Roberto Martinez’s Ronaldo Dilemma

Portugal's 1-1 draw with DR Congo was one of the biggest surprises of the opening round of the 2026 World Cup, and it immediately reignited a debate that has been quietly following the national team for the last two years. For all the talent Portugal possess across the pitch, too much of their game still revolves around Cristiano Ronaldo, and against DR Congo that dependence looked more like a weakness than a strength.

The numbers alone paint a worrying picture. Ronaldo failed to register a single shot on target, won just one of his five duels and touched the ball only 25 times throughout the match. It was the lowest touch count of his World Cup career and the lowest total of any player on the pitch. More concerning than the statistics, however, was the way Portugal approached the game. Even as Roberto Martinez made four attacking substitutions, the team's attacking structure barely changed. Portugal continued to search for Ronaldo at every opportunity, repeatedly sending crosses into the penalty area and hoping their captain would eventually make the difference. By full time, they had delivered 23 crosses, one of the highest totals recorded by any team in the tournament so far, but produced little to show for it.

The performance felt strangely familiar. It resembled the Portugal side that struggled at the 2022 World Cup in Qatar, where attacks often became predictable because everything was directed toward Ronaldo. What makes this particularly frustrating for Martinez is that Portugal had actually shown signs of moving beyond that approach during World Cup qualifying. The coaching staff gradually reduced Ronaldo's involvement in attacking sequences, with less than 20 percent of Portugal's attacks flowing directly through him. For a player who spent most of his career as the focal point of every team he played for, it was a dramatic shift. Yet the results were encouraging. Portugal remained dangerous going forward, while Ronaldo adapted by contributing in different ways. Rather than acting as the final destination of every move, he increasingly created space for teammates with intelligent movement and positional awareness. In several matches, his off-ball work was arguably more valuable than his direct involvement with the ball.

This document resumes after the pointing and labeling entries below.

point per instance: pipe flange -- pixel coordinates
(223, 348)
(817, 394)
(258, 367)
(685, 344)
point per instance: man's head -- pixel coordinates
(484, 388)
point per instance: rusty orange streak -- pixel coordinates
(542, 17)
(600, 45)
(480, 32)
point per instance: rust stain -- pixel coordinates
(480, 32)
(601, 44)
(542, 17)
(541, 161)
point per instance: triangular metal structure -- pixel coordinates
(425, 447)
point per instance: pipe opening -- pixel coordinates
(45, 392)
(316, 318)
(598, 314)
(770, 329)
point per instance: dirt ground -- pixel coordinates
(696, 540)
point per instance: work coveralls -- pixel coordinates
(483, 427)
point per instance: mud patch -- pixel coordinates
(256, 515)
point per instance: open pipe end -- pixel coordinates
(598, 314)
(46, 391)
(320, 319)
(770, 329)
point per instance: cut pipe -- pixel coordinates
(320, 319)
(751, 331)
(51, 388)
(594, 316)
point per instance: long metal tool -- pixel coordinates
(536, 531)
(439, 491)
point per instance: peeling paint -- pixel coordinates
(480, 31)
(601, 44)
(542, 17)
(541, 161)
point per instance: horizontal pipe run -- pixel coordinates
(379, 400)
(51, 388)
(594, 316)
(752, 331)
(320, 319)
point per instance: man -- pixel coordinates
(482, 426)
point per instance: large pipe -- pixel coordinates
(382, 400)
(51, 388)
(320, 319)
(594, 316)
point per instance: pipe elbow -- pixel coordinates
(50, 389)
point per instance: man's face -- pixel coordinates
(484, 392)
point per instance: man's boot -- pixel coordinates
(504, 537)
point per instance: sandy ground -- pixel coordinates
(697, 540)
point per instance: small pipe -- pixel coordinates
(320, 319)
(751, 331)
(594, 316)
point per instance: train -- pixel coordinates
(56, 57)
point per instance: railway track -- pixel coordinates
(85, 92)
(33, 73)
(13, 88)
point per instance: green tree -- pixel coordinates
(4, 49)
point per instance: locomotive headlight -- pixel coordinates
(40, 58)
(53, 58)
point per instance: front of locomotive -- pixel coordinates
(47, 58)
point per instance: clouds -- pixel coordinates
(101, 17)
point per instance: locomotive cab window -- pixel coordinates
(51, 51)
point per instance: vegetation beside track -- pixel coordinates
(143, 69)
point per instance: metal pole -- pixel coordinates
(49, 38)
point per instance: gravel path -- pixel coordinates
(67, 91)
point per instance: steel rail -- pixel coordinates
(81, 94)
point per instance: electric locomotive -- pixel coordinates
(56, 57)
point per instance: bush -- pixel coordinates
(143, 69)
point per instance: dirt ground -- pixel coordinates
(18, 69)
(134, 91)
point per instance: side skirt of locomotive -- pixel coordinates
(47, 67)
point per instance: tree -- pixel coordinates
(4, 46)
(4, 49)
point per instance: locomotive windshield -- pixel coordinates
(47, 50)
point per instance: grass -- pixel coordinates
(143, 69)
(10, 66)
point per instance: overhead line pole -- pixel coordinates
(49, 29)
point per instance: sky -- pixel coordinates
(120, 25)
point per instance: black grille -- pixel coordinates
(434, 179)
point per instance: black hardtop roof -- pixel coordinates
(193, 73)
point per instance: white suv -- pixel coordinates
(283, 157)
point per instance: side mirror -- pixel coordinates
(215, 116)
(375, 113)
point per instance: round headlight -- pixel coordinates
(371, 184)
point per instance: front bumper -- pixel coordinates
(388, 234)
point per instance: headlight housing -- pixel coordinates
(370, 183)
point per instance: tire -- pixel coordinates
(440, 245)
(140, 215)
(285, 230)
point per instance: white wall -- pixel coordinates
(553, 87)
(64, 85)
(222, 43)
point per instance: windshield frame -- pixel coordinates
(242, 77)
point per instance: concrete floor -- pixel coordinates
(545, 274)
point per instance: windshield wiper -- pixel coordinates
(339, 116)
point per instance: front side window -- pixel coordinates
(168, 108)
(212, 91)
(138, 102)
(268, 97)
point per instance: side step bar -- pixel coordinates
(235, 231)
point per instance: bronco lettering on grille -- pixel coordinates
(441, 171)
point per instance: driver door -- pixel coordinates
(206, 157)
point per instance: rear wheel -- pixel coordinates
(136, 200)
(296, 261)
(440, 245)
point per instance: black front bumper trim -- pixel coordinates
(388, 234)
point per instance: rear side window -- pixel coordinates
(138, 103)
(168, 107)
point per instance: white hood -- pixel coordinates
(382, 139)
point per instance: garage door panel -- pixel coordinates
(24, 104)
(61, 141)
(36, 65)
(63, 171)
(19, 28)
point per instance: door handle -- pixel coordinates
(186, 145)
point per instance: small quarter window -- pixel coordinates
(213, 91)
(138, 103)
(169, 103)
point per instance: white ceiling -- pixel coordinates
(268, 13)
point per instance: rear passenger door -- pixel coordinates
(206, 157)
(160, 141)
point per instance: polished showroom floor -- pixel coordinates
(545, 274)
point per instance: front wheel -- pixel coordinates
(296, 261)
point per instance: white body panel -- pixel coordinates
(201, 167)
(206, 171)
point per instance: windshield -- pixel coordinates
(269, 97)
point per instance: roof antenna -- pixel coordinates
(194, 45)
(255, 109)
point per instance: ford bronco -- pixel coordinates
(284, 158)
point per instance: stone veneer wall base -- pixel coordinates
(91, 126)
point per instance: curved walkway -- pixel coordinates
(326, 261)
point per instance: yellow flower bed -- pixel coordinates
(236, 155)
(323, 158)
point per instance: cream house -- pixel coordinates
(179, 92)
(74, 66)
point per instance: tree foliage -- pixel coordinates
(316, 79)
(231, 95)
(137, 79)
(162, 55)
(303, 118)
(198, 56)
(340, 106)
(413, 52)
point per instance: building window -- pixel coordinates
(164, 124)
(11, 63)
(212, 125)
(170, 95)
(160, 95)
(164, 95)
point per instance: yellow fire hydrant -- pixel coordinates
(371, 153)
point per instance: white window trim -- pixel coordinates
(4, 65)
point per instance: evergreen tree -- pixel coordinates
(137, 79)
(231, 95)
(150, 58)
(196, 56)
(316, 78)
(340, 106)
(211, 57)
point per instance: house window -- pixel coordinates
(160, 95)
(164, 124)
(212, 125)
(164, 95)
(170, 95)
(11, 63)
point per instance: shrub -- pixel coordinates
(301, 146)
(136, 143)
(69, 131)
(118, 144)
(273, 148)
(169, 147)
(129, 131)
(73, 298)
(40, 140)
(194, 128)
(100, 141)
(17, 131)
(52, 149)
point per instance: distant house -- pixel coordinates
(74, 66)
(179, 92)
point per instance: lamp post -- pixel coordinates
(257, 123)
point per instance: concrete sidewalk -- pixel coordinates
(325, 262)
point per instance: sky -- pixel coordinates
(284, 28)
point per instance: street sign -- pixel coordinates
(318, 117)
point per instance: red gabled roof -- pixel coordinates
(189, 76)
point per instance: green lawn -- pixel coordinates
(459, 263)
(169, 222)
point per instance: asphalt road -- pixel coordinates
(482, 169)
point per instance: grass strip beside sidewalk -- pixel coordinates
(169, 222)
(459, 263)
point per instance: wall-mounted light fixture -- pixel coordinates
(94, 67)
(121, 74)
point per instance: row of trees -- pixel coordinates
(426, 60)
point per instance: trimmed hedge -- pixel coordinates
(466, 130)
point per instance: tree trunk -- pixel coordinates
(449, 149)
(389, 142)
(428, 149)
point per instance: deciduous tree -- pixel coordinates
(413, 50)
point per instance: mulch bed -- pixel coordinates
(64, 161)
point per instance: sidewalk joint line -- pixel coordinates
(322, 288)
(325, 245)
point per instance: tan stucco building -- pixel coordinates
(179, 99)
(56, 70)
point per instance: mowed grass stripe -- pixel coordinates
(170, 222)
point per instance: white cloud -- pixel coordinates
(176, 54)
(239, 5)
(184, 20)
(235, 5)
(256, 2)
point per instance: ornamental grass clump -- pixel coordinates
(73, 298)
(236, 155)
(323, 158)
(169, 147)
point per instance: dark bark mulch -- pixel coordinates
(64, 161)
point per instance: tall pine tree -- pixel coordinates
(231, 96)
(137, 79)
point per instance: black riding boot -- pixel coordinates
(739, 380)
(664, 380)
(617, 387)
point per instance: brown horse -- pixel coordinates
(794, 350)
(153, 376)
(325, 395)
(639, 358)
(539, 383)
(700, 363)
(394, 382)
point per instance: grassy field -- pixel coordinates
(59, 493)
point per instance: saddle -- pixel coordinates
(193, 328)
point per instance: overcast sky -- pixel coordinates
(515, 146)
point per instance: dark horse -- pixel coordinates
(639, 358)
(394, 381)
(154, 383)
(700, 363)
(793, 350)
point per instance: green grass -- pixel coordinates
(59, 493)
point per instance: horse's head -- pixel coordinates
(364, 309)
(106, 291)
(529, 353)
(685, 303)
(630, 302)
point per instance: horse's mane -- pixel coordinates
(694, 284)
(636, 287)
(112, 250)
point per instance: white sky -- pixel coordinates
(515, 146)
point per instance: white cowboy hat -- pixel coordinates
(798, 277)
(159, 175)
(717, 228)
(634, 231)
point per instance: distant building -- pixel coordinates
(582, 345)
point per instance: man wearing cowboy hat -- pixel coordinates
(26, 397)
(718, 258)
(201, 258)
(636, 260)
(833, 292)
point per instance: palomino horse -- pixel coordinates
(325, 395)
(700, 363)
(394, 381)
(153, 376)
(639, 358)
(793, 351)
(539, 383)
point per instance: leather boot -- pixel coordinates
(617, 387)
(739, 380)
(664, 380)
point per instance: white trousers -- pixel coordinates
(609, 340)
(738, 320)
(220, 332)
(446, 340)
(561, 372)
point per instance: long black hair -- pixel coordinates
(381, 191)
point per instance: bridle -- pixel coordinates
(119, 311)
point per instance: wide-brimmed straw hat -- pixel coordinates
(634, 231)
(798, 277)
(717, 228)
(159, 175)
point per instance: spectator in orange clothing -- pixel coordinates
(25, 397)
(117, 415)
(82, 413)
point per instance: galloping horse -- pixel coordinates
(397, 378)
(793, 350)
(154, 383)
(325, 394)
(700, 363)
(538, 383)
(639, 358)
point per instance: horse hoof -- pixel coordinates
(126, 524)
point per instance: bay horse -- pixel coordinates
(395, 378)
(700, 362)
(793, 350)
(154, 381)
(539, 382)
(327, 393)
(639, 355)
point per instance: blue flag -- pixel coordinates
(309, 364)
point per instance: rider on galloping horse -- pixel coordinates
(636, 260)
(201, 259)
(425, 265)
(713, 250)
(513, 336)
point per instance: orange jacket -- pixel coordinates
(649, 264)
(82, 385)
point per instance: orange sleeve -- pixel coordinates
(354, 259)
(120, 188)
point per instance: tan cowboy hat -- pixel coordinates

Against DR Congo, however, Portugal abandoned that balance and slipped back into old habits. Whenever the team faced a difficult moment, the instinctive reaction was to funnel possession toward Ronaldo. The problem is that the version of Ronaldo who could carry an entire national team no longer exists. At 41 years old, he remains one of football's greatest icons, but he is currently enduring an eight-match goal drought for Portugal and no longer influences games in the same way he once did. The reality is uncomfortable but increasingly difficult to ignore: Portugal may have reached the point where their captain is limiting the team more than he is helping it.

That naturally raises the question Martinez will eventually have to answer. If Ronaldo is no longer the best option, who replaces him? The most obvious candidate is Gonçalo Ramos. Unlike Ronaldo, Ramos offers relentless pressing, constant movement and a level of physical intensity that better suits the modern game. He also has the advantage of playing alongside Vitinha, João Neves and Nuno Mendes at Paris Saint-Germain, giving Portugal an existing chemistry between key players. The national team has already seen what Ramos can do on the biggest stage. When Ronaldo was dropped for the Round of 16 match against Switzerland at the 2022 World Cup, Ramos responded with a hat-trick and one of the most dominant centre-forward performances Portugal have produced in years.

There are other possibilities too. Portugal possess enough technical quality to operate without a traditional striker altogether. João Félix has experience playing as a false nine and would offer greater mobility across the front line, allowing players such as Bruno Fernandes, Bernardo Silva and Rafael Leão to attack spaces rather than constantly delivering service into the box. Such a system would inevitably make Portugal less predictable and harder to defend against, particularly against opponents willing to sit deep and wait for crosses.

The tactical argument for change is convincing, but football at this level is rarely decided by tactics alone. Ronaldo's presence creates a political challenge that few coaches would willingly embrace. Fernando Santos discovered that in Qatar. Despite Portugal arguably playing their best football of the tournament after dropping Ronaldo, the decision generated enormous pressure and controversy. Santos was gone shortly afterwards. Martinez understands that benching Ronaldo is not simply a football decision. It means managing the expectations of supporters, media and perhaps even the player himself.

That is why the coming weeks may define Portugal's entire World Cup campaign. Martinez finds himself caught between loyalty and pragmatism. He can continue building around the greatest player in Portuguese football history and hope Ronaldo rediscovers the form that once made him unstoppable, or he can make a difficult but potentially transformative decision and reshape the team around players better suited to the demands of modern international football. Neither path is without risk, but after what happened against DR Congo, standing still may be the most dangerous option of all. Portugal remain one of the most talented squads in the tournament, yet talent alone will not be enough if the team continues looking backward instead of forward. For the first time in many years, the biggest challenge facing Portugal is not finding a way to get the best out of Cristiano Ronaldo. It may be finding a way to succeed without him.